How reproducible / deterministic is Parquet format?


I'm seeking advice from people deeply familiar with the binary layout of Apache Parquet:

Having a data transformation F(a) = b where F is fully deterministic, and same exact versions of the entire software stack (framework, arrow & parquet libraries) are used - how likely am I to get an identical binary representation of dataframe b on different hosts every time b is saved into Parquet?

In other words how reproducible Parquet is on binary level? When data is logically the same what can cause binary differences?

  • Can there be some uninit memory in between values due to alignment?
  • Assuming all serialization settings (compression, chunking, use of dictionaries etc.) are the same, can result still drift?

Context

I'm working on a system for fully reproducible and deterministic data processing and computing dataset hashes to assert these guarantees.

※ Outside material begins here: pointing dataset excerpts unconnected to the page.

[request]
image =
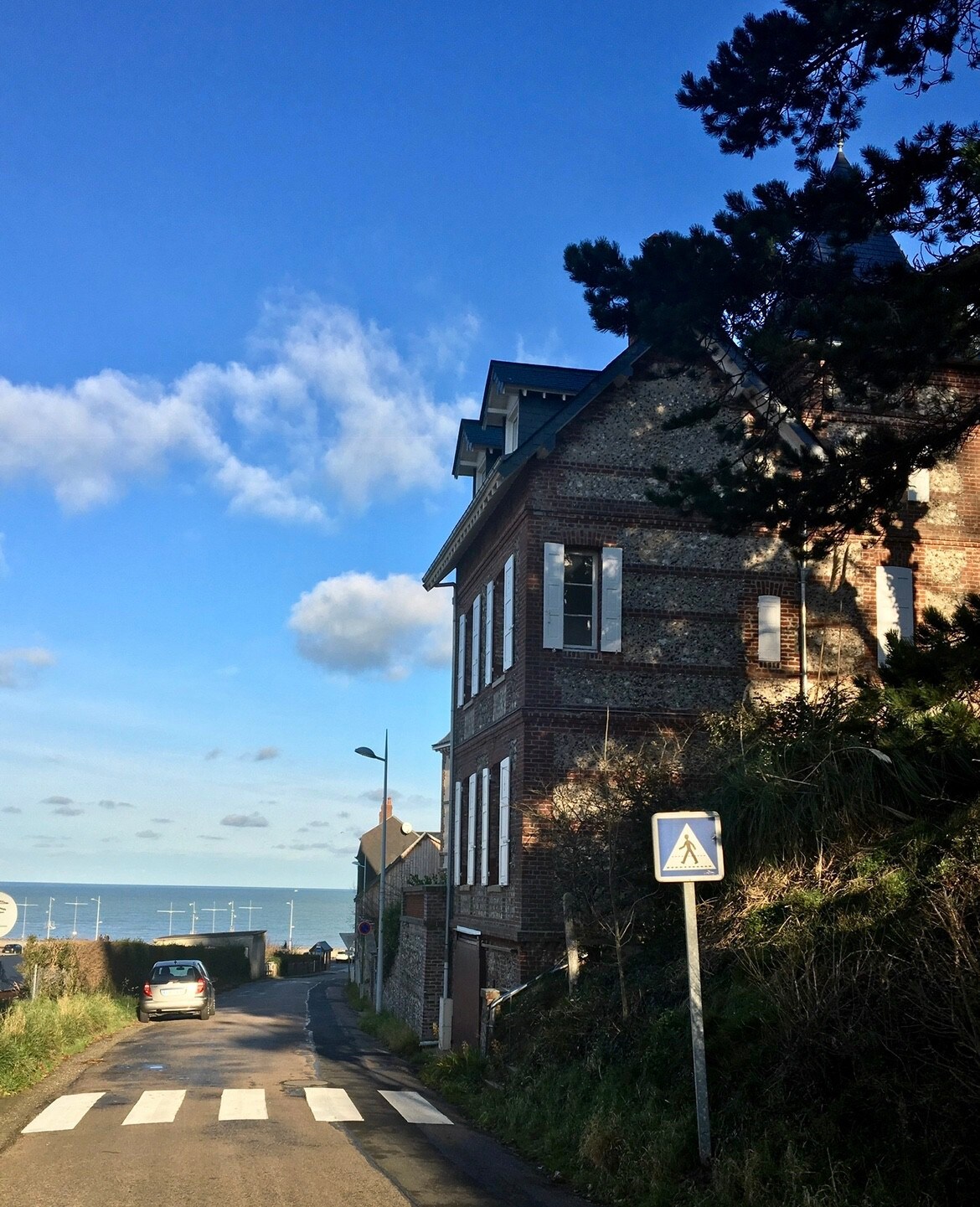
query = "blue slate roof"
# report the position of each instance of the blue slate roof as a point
(546, 378)
(879, 250)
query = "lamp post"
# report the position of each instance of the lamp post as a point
(289, 941)
(379, 973)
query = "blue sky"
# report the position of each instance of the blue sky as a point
(255, 260)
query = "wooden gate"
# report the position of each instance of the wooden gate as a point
(466, 990)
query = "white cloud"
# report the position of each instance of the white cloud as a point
(333, 416)
(17, 667)
(245, 821)
(356, 622)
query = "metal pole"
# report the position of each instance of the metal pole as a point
(697, 1024)
(379, 979)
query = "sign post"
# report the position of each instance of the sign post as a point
(687, 846)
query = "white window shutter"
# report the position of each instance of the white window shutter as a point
(554, 596)
(919, 487)
(612, 600)
(508, 612)
(487, 637)
(474, 654)
(462, 663)
(457, 835)
(771, 629)
(503, 862)
(471, 833)
(485, 828)
(895, 606)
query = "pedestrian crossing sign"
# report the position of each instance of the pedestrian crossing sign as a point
(687, 846)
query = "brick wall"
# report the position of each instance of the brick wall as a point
(415, 984)
(689, 622)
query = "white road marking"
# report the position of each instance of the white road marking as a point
(64, 1113)
(156, 1107)
(243, 1105)
(413, 1107)
(332, 1106)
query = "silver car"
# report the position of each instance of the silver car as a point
(177, 987)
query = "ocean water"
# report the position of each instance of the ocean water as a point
(144, 911)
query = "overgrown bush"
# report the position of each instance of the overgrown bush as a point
(840, 961)
(79, 966)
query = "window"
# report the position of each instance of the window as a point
(487, 637)
(485, 828)
(474, 665)
(895, 606)
(511, 427)
(919, 487)
(508, 613)
(771, 628)
(457, 835)
(471, 833)
(503, 829)
(462, 663)
(571, 598)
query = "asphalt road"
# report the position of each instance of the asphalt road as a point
(279, 1100)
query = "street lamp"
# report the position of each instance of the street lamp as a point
(290, 903)
(379, 974)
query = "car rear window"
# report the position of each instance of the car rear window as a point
(174, 972)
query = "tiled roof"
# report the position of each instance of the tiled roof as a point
(550, 378)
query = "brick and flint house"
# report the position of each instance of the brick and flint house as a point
(576, 596)
(410, 856)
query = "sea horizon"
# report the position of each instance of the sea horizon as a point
(90, 909)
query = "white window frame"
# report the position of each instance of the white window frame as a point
(919, 487)
(474, 653)
(771, 628)
(512, 426)
(471, 833)
(457, 835)
(508, 612)
(462, 660)
(895, 599)
(487, 637)
(503, 831)
(485, 828)
(611, 639)
(607, 585)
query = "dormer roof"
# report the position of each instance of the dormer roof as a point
(880, 250)
(473, 440)
(506, 378)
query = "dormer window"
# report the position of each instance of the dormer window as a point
(511, 427)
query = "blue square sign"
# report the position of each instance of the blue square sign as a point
(687, 846)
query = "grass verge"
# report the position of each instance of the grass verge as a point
(395, 1034)
(35, 1037)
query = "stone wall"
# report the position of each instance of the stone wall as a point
(413, 988)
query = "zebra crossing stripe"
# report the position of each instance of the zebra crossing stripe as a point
(326, 1105)
(413, 1107)
(241, 1105)
(64, 1113)
(330, 1106)
(156, 1107)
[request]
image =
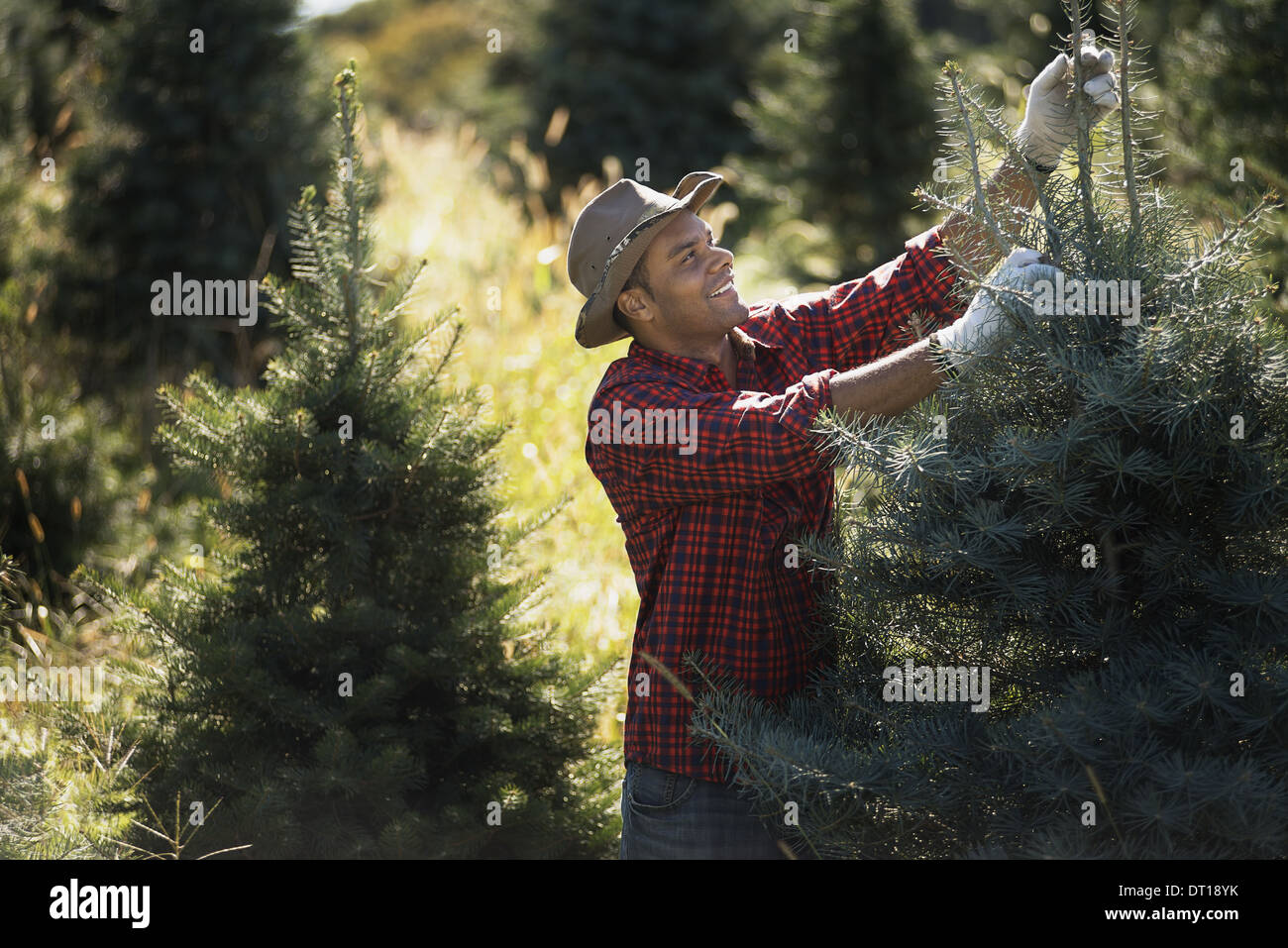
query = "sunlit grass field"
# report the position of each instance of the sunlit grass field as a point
(505, 269)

My key goal has been to ensure that dataset b contains an idendital set of records as dataset b' - this is of course very different from hashing a binary representation of Arrow/Parquet. Not wanting to deal with the reproducibility of storage formats I've been computing logical data hashes in memory. This is slow but flexible, e.g. my hash stays the same even if records are re-ordered (which I consider an equivalent dataset).

But when thinking about integrating with IPFS and other content-addressable storages that rely on hashes of files - it would simplify the design a lot to have just one hash (physical) instead of two (logical + physical), but this means I have to guarantee that Parquet files are reproducible.


Update

I decided to continue using logical hashing for now.

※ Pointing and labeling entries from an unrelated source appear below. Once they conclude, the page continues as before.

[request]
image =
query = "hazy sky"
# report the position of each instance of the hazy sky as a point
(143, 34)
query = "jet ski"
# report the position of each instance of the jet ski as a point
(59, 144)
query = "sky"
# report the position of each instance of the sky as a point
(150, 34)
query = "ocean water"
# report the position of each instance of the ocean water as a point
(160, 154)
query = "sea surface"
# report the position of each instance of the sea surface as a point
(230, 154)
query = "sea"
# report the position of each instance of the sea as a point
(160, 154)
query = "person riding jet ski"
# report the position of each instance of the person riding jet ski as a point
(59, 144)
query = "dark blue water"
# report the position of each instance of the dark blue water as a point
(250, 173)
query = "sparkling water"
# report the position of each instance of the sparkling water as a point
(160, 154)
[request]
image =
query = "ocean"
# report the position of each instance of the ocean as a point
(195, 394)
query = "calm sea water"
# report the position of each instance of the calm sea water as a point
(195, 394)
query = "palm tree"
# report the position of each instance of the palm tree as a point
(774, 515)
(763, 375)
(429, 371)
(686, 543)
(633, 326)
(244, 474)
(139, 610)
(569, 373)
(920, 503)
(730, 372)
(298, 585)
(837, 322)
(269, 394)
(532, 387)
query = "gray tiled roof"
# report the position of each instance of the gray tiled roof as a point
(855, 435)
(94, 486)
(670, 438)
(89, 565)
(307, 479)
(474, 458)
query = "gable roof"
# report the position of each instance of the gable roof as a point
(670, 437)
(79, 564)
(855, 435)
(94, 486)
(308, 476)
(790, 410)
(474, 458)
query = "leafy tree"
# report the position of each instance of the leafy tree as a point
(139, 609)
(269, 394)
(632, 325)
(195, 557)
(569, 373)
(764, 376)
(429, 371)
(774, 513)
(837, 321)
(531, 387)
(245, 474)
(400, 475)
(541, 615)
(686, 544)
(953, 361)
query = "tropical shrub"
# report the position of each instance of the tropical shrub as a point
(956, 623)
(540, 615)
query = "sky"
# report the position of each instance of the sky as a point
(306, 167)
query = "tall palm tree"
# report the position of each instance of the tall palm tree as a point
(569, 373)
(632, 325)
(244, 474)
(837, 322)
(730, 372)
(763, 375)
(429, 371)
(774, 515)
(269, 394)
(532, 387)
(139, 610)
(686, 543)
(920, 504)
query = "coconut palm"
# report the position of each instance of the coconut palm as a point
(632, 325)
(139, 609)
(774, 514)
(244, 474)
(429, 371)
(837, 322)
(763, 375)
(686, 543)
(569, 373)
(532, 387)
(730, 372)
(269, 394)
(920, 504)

I've created a new Rust crate arrow-digest that implements the stable hashing for Arrow arrays and record batches and tries hard to hide the encoding-related differences. The crate's README describes the hashing algorithm if someone finds it useful and wants to implement it in another language.

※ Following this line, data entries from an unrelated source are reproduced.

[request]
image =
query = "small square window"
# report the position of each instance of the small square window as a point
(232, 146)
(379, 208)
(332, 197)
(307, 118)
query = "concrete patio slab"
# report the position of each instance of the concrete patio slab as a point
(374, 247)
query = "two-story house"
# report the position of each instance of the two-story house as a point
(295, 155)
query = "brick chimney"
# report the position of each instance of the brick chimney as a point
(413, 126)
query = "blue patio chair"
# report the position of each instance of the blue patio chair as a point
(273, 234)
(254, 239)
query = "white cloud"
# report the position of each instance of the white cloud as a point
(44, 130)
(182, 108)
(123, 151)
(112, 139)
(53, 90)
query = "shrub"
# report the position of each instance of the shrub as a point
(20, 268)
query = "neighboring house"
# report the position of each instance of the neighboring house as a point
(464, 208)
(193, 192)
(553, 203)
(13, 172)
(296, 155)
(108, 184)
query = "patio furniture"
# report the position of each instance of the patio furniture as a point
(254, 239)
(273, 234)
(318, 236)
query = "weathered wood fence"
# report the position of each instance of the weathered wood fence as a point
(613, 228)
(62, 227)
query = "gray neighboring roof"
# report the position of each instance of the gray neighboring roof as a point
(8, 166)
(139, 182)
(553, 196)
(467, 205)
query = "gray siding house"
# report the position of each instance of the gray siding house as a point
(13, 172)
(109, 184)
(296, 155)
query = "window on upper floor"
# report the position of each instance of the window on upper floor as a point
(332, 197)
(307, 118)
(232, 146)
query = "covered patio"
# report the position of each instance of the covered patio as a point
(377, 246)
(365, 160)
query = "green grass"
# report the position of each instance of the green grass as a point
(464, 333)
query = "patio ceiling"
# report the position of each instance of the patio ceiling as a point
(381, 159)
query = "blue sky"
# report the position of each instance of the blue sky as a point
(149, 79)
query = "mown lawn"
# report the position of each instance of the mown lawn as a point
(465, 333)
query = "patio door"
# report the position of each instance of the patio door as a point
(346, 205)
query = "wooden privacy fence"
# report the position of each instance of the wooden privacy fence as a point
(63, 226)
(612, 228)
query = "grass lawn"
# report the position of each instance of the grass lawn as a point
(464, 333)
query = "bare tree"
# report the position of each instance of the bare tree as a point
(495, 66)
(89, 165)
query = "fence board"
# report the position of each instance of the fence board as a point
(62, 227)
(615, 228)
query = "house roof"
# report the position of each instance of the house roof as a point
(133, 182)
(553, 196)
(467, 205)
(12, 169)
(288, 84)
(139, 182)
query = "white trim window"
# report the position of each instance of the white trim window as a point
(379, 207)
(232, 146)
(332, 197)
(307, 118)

I'll continue to expand the set of supported types as I'm integrating it into the decentralized data processing tool I'm working on.

In the long term, I'm not sure logical hashing is the best way forward - a subset of Parquet that makes some efficiency sacrifices just to make file layout deterministic might be a better choice for content-addressability.


Solution

  • At least in arrow's implementation I would expect, but haven't verified the exact same input (including identical metadata) in the same order to yield deterministic outputs (we try not to leave uninitialized values for security reasons) with the same configuration (assuming the compression algorithm chosen also makes the deterministic guarantee). It is possible there is some hash-map iteration for metadata or elsewhere that might also break this assumption.

    As @Pace pointed out I would not rely on this and recommend against relying on it). There is nothing in the spec that guarantees this and since the writer version is persisted when writing a file you are guaranteed a breakage if you ever decided to upgrade. Things will also break if additional metadata is added or removed ( I believe in the past there have been some big fixes for round tripping data sets that would have caused non-determinism).

    So in summary this might or might not work today but even if it does I would expect this would be very brittle.